SOME PEOPLE can't sit still. They don't like being stuck in an office cubicle. They want to set their own hours, be their own bosses and get out and about. They could be a locksmith, a plumber or a piano tuner. They could be a computer technician, someone who repairs windshields or an aquarium cleaner.
They share a common trait: They are mobile entrepreneurs. They bring their businesses to you, whether it's in your home or office.
They face their share of challenges, from competition to high gas costs. But they benefit from reaching a wider customer base, writing off travel expenses and avoiding the overhead costs of running a storefront.
Of all home-based businesses in the country, industry experts estimate that one-third of them have a mobile element.
Here is a closer look at several entrepreneurs who have created their own businesses and made them mobile.
LINDA KAY - Piano technician
'If you're good and know what to do, I think you will always be able to find pianos to tune.'
If you go to a house where Linda Kay is working and hear a Bach prelude being played, you know her job is almost finished.
For the past 30 years, Kay of Oakland has been traveling to people's homes to tune their pianos.
At the end of the job that takes 45 minutes to more than two hours, she plays Bach to signify completion.
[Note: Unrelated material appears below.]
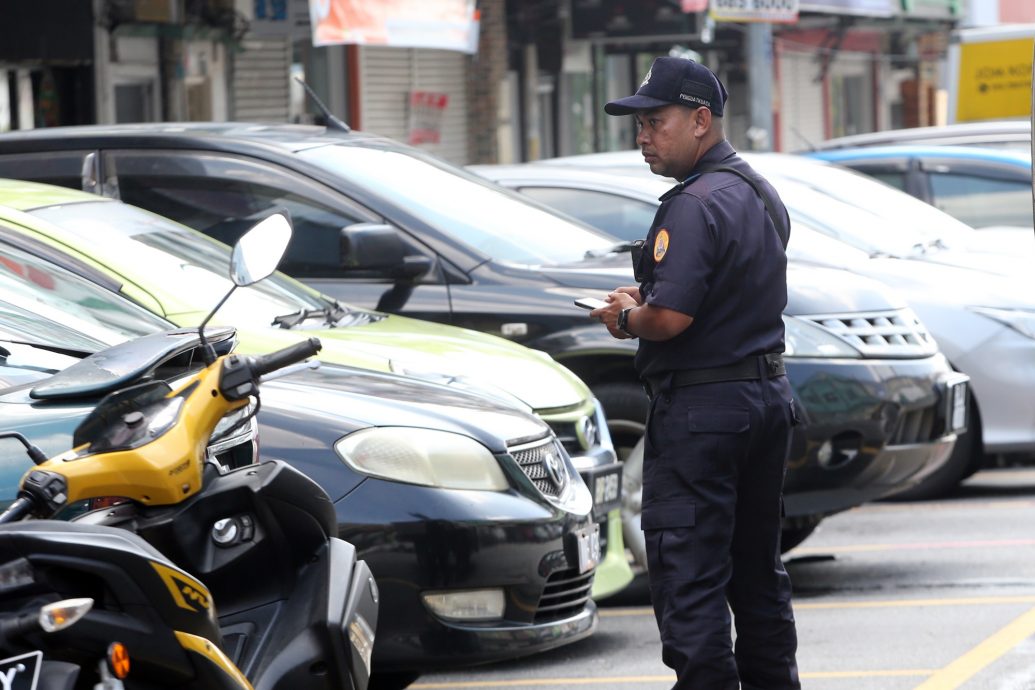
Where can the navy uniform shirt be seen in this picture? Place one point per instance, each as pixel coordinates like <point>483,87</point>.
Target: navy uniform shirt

"I've probably played it millions of times," said Kay, who is certified with the Piano Technicians Guild. "Never to the end, but I always play it."
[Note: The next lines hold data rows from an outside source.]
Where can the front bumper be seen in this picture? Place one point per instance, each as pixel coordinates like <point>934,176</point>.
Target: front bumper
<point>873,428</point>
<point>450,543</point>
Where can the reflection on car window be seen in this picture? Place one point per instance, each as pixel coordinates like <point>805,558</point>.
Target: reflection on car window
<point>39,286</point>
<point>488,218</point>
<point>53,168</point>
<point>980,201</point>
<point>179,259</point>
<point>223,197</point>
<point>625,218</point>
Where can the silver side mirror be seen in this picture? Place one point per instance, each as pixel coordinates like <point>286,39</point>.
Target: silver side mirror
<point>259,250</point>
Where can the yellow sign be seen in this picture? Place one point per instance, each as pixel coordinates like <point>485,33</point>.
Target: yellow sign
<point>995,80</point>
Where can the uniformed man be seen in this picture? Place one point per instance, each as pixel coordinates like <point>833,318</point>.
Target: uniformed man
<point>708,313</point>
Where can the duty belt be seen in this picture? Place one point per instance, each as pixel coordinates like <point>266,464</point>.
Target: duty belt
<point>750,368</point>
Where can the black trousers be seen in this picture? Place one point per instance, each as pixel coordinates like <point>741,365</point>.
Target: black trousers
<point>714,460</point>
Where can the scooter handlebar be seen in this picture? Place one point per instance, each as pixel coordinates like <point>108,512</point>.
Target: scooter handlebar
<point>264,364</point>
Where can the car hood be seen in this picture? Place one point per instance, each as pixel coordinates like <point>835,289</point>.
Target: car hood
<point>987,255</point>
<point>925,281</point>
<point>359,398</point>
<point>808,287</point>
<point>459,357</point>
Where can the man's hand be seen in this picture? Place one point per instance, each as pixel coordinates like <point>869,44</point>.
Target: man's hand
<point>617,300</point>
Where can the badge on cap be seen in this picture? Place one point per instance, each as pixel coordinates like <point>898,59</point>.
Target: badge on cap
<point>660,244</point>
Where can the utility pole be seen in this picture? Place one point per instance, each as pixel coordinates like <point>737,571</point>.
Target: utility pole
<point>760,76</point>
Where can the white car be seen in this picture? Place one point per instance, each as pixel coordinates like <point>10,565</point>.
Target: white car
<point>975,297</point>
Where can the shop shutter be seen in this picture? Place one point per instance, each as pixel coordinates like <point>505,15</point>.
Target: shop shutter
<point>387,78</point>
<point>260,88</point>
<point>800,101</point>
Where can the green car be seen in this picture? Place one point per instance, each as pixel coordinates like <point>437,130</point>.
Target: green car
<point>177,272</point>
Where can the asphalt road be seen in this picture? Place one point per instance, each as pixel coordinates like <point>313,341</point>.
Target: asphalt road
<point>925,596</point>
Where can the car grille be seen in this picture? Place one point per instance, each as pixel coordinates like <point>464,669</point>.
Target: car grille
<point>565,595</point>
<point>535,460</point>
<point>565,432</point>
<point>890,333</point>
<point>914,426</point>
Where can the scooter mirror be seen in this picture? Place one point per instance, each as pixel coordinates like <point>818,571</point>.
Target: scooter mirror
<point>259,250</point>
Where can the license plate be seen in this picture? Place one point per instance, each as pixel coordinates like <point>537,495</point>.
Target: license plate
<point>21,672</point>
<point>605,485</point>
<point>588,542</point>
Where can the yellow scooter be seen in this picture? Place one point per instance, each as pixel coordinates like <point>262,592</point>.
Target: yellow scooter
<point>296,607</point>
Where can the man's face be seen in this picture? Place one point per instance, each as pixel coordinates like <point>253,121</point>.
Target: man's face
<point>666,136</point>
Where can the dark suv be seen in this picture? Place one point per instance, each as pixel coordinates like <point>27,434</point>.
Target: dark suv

Every day Kay usually tunes at least one piano and sometimes two.
In the earlier years, that number was sometimes three or four, but she has cut back because of the strain tuning can put on her body.
Her favorites are Yamahas, but a Steinway might be a close second.
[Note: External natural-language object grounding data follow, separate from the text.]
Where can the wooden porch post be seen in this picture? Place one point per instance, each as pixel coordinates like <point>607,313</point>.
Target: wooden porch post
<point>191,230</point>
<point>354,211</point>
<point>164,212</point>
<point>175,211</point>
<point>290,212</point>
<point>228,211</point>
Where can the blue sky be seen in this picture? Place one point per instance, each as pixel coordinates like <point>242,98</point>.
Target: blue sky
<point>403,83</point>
"I originally had hoped to do something with my music degree, but there wasn't much I could do, because it's really hard for a composer to make it," she said. "Then I thought tuning pianos might be fun, and I became really committed, and I really got into it."
For those who have a regular tuning, Kay typically charges $110. Pianos that have greater pitch problems can cost anywhere from $155 to $185.
While she occasionally brings some of the insides of the piano home to work on, the majority of her time is spent in people's homes since tuning is the "bread and butter" of her business.
Between appointments she enjoys taking a break and listening to her favorite classical station on the radio.
"It's also nice because I don't have to work crazy shifts and I can pretty much name a lot of my times," she said.
One of the biggest benefits to her trade has been the technological advances in the industry. Instead of a tuning fork, she uses a program she keeps on her personal digital assistant.
"It makes the tuning process much faster and you can zone right in and make the piano sound really good," she said. "It enables us to do a concert quality tuning on every piano."
Although Kay is happy to take on new business, the fact that most pianos need to be tuned a couple of times a year has given her many regular accounts she can count on.
"If you're good and know what to do, I think you will always be able to find pianos to tune," she said. "Fortunately there are a good number of people into getting their piano tuned.